Коричный запах цветущей глицинии ворвался в комнату. Заполоскала на ветру кружевная гардина, спугнув пушистую кошку, дремавшую на скамеечке для ног.
— Ты пробовал обращаться к издателям? — Вёрёшмарти плюхнулся в рабочее кресло. Привычно подкрутив ус, вновь раскрыл зеленую тетрадку.
— Я был у Ландерера, Хартлебена, Альтенбургера, дважды заходил к Хеккенасту, но он так и не соизволил меня принять.
— Бедная наша литература! Но ты не огорчайся, сынок. Нет в мире стены, которую нельзя обойти. Многие имперские литераторы опубликовали свои произведения в обход присяжных издателей. Великий Бержени, например, не посчитал для себя зазорным напечатать книгу стихов за собственный счет. Да зачем далеко ходить за примерами? Моя первая поэма «Бегство Залана» тоже увидела свет таким же образом. Можешь не сомневаться: мы издадим твой сборник.
— Но где взять деньги?
— Как — где? А меценаты на что? Подписчики? На издание моей поэмы прислали средства восемьдесят восемь подписчиков со всех концов страны, — не без гордости сообщил Вёрёшмарти.
— Всего восемьдесят восемь? — удивился Петефи.

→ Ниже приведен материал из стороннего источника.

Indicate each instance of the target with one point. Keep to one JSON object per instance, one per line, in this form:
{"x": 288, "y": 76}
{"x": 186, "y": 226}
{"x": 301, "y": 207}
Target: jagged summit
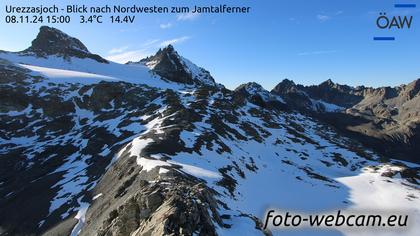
{"x": 168, "y": 64}
{"x": 256, "y": 94}
{"x": 51, "y": 41}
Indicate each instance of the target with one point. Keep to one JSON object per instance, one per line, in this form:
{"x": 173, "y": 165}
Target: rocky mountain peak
{"x": 168, "y": 64}
{"x": 284, "y": 87}
{"x": 412, "y": 89}
{"x": 51, "y": 41}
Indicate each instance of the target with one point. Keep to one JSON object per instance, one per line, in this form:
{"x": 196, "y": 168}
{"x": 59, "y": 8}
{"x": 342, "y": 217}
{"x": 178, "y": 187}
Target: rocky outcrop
{"x": 51, "y": 41}
{"x": 386, "y": 118}
{"x": 168, "y": 64}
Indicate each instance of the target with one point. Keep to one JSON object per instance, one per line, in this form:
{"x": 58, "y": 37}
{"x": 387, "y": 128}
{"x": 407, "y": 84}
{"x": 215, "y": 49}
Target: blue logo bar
{"x": 405, "y": 5}
{"x": 384, "y": 38}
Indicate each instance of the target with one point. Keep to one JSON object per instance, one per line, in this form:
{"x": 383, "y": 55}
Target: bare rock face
{"x": 386, "y": 118}
{"x": 168, "y": 64}
{"x": 51, "y": 41}
{"x": 148, "y": 203}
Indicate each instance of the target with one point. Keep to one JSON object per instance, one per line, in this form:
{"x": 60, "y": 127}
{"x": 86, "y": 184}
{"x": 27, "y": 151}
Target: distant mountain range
{"x": 158, "y": 147}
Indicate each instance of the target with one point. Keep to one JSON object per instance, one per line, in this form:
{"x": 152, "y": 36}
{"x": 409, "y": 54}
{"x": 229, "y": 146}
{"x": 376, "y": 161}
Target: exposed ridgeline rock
{"x": 386, "y": 118}
{"x": 51, "y": 41}
{"x": 80, "y": 152}
{"x": 257, "y": 95}
{"x": 151, "y": 202}
{"x": 168, "y": 64}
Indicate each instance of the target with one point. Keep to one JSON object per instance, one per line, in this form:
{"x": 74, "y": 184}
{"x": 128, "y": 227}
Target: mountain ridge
{"x": 89, "y": 148}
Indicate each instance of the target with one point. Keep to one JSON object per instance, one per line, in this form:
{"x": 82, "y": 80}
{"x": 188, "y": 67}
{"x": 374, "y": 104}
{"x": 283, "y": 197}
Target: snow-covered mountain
{"x": 157, "y": 147}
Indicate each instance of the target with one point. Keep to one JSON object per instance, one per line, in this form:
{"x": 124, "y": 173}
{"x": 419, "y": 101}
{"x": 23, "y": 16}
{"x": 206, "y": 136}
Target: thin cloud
{"x": 166, "y": 26}
{"x": 188, "y": 16}
{"x": 118, "y": 50}
{"x": 150, "y": 43}
{"x": 323, "y": 18}
{"x": 174, "y": 41}
{"x": 317, "y": 52}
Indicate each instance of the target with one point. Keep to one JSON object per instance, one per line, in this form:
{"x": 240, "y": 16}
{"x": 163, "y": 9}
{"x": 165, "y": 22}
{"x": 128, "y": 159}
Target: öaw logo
{"x": 396, "y": 22}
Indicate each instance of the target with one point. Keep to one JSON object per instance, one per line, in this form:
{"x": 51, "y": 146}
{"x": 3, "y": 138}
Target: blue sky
{"x": 306, "y": 41}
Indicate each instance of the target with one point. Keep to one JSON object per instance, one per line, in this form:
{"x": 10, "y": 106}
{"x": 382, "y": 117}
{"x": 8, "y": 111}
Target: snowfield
{"x": 305, "y": 169}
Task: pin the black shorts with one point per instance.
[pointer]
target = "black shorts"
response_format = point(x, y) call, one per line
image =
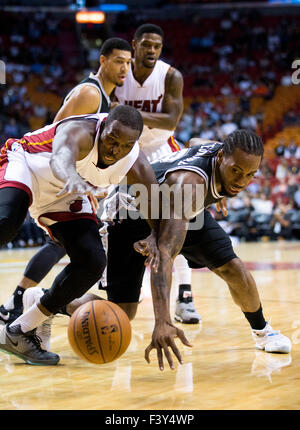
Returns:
point(208, 247)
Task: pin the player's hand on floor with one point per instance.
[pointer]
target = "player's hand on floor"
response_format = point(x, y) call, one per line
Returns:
point(163, 340)
point(148, 248)
point(77, 185)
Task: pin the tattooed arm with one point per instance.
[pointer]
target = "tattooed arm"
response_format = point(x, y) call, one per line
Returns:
point(171, 237)
point(172, 105)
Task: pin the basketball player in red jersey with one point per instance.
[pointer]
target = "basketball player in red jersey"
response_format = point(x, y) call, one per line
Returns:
point(155, 89)
point(92, 95)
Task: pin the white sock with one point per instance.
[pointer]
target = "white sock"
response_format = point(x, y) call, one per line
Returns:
point(182, 270)
point(30, 319)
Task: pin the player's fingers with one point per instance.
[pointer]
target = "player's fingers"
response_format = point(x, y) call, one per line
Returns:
point(160, 358)
point(168, 357)
point(147, 352)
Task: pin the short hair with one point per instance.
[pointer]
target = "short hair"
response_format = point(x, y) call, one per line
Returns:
point(114, 43)
point(126, 115)
point(246, 140)
point(148, 28)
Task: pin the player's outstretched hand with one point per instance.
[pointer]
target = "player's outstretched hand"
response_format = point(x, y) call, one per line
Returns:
point(163, 337)
point(77, 185)
point(148, 248)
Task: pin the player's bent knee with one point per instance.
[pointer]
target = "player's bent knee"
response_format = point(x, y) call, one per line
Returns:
point(231, 270)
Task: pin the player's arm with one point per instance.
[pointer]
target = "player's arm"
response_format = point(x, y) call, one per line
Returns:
point(172, 105)
point(172, 233)
point(142, 178)
point(72, 142)
point(84, 100)
point(221, 206)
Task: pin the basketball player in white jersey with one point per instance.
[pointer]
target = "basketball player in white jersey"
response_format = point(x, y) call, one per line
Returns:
point(155, 89)
point(92, 95)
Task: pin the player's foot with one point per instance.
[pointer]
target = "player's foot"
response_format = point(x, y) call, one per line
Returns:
point(185, 311)
point(31, 297)
point(12, 309)
point(26, 346)
point(271, 340)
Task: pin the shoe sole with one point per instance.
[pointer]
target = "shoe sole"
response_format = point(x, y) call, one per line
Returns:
point(190, 321)
point(22, 357)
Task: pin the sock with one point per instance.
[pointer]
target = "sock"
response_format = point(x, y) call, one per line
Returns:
point(256, 319)
point(31, 319)
point(185, 293)
point(15, 301)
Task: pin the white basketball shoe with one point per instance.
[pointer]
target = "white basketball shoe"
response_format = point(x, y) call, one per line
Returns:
point(31, 296)
point(271, 340)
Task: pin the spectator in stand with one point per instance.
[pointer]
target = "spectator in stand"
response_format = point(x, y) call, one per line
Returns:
point(249, 122)
point(290, 150)
point(280, 223)
point(228, 127)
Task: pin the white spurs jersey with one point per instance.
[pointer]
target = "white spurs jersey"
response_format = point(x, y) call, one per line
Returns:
point(147, 97)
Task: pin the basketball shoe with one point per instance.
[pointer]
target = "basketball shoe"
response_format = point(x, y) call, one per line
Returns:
point(26, 346)
point(32, 296)
point(271, 340)
point(185, 311)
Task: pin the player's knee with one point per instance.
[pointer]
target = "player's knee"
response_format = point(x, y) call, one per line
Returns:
point(231, 271)
point(94, 264)
point(8, 230)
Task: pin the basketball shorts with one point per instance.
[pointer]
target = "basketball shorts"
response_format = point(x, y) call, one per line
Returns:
point(208, 247)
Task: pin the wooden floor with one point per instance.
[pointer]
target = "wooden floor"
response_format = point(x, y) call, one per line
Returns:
point(222, 371)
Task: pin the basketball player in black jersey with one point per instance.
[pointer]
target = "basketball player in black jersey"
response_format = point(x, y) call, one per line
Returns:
point(222, 170)
point(92, 95)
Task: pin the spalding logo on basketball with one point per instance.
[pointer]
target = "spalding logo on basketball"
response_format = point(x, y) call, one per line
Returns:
point(99, 331)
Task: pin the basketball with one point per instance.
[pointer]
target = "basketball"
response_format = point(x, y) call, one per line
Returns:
point(99, 331)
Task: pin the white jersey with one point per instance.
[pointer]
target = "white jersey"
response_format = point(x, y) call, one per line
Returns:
point(148, 97)
point(27, 162)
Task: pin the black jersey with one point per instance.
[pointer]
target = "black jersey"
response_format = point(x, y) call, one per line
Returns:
point(200, 159)
point(104, 106)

— Целых восемьдесят восемь!.. Не забудь, что даже на «Атенеум» подписалось всего триста человек. Таков порядок вещей. Мы пишем, коллега, для избранных.
— Я хочу, чтобы мои стихи дошли до каждого венгерского сердца. — Петефи гордо вскинул подбородок. — Иначе не стоит работать. Иначе миссия певца низводится до жалкой роли шута, лизоблюда, лакея пресыщенной публики.
— Браво, браво, — насмешливо одобрил Вёрёшмарти. — Запал у тебя есть. Но чем скорее ты порастратишь свой юношеский гонор, тем будет лучше для тебя. Иначе никогда не станешь профессиональным литератором… Кто из нас не мечтал в молодости о венке Торквато Тассо?
— Я не жду лавров от сильных мира сего. Я хочу писать для народа.
— Народ, братец, состоит из людей, — наставительно заметил Вёрёшмарти. — И вообще мне кажется, что ты слабо представляешь себе состояние литературного рынка. Читающая публика привыкла пробавляться цветочками, ангелочками, пастушками, простушками, овечками, сердечками, а ты хочешь заманить ее в кабак. Как там у тебя? — Он бегло перелистал страницы. — «Хортобадьская шинкарка, ангел мой! Ставь бутылку, выпей, душенька, со мной!..» Quel style![8] Оно, конечно, прелестно, но боюсь, господа подписчики тебя не поймут. Они привыкли к галантному обхождению. Для того чтобы заставить их тряхнуть мошной, нужны совсем иные словесные обороты, cher ami.[9] Умные головы это понимают.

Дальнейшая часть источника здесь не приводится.